>>4097
>Indeed.
Sent chills down my spine.
>So what are the modalities of it according to you?
I don't know for sure. Potentially this: Hell is a temporary place of correction. This way, it works with the Catholics' logical deduction that you can be saved after death, but doesn't require the idea of a Purgatory, as Hell is, essentially, that Purgatory. That way you can still pray for the dead for their salvation. I also tend to believe, with CS Lewis, that people in Hell wanted to go and stay there.
I can't be sure, of course.
>Father Barren is very close to what your pic here
I wasn't aware of that. I sort of assumed that most Catholics were like you and believed the same. Talking to a Catholic man with degrees in theology showed me otherwise, but I didn't know about Barren. To be fair, even the CCC says we (Catholics) don't know exactly what God does with us when we die.

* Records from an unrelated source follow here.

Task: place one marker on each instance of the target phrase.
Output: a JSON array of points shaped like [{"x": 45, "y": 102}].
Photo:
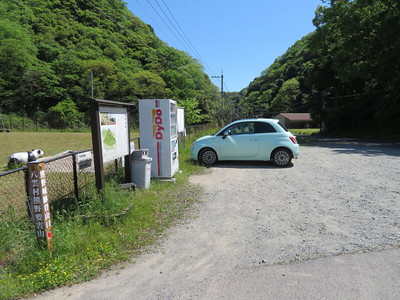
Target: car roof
[{"x": 256, "y": 119}]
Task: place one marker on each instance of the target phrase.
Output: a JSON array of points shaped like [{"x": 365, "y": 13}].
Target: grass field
[
  {"x": 84, "y": 247},
  {"x": 50, "y": 142}
]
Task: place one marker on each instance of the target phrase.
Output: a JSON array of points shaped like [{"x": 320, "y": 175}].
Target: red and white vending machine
[{"x": 159, "y": 134}]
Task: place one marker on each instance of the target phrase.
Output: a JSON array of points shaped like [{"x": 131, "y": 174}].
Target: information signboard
[{"x": 114, "y": 132}]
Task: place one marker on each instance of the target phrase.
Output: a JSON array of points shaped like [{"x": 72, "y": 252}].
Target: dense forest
[
  {"x": 50, "y": 50},
  {"x": 346, "y": 73}
]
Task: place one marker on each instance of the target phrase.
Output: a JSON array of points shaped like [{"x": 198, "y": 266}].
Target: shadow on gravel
[
  {"x": 355, "y": 146},
  {"x": 249, "y": 165}
]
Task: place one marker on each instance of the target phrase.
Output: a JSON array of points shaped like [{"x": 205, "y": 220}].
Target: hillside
[
  {"x": 347, "y": 72},
  {"x": 50, "y": 49}
]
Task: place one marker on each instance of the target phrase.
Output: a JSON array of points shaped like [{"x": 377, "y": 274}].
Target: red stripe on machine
[{"x": 159, "y": 158}]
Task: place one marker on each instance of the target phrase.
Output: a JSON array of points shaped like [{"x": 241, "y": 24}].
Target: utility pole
[{"x": 222, "y": 82}]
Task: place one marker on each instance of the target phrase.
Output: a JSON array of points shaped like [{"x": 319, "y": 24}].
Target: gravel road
[{"x": 340, "y": 197}]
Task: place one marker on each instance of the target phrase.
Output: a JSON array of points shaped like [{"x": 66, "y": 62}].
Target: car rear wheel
[
  {"x": 208, "y": 157},
  {"x": 281, "y": 157}
]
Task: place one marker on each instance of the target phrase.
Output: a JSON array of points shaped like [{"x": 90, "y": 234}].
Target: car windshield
[{"x": 283, "y": 126}]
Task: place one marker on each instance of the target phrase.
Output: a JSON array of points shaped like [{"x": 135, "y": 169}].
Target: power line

> I just wanted to point out that you'll in fact always be a Catholic and that this is the standard you'll be hold to.
I'll go with "It means that if you don't follow the Catholic faith you will be punished much more than if you hadn't been baptised as one when you were a baby".
And not, "It means you'll always belong to the great family of Catholics who will always consider you one of their own no matter what you do."
I didn't even know I had been baptised Catholic until fairly late in life, and I didn't know it wasn't changeable either, until even later.
No amount of trying to scare me will produce any increase of faith for me, in God, Jesus, or the Catholic faith. Just so you know. Every time fear is used as an argument, it makes me grow more suspicious.
At any rate, I won't take the Catholic flag because I don't feel in line with what Catholicism teaches. The rest is up to God, not you or me.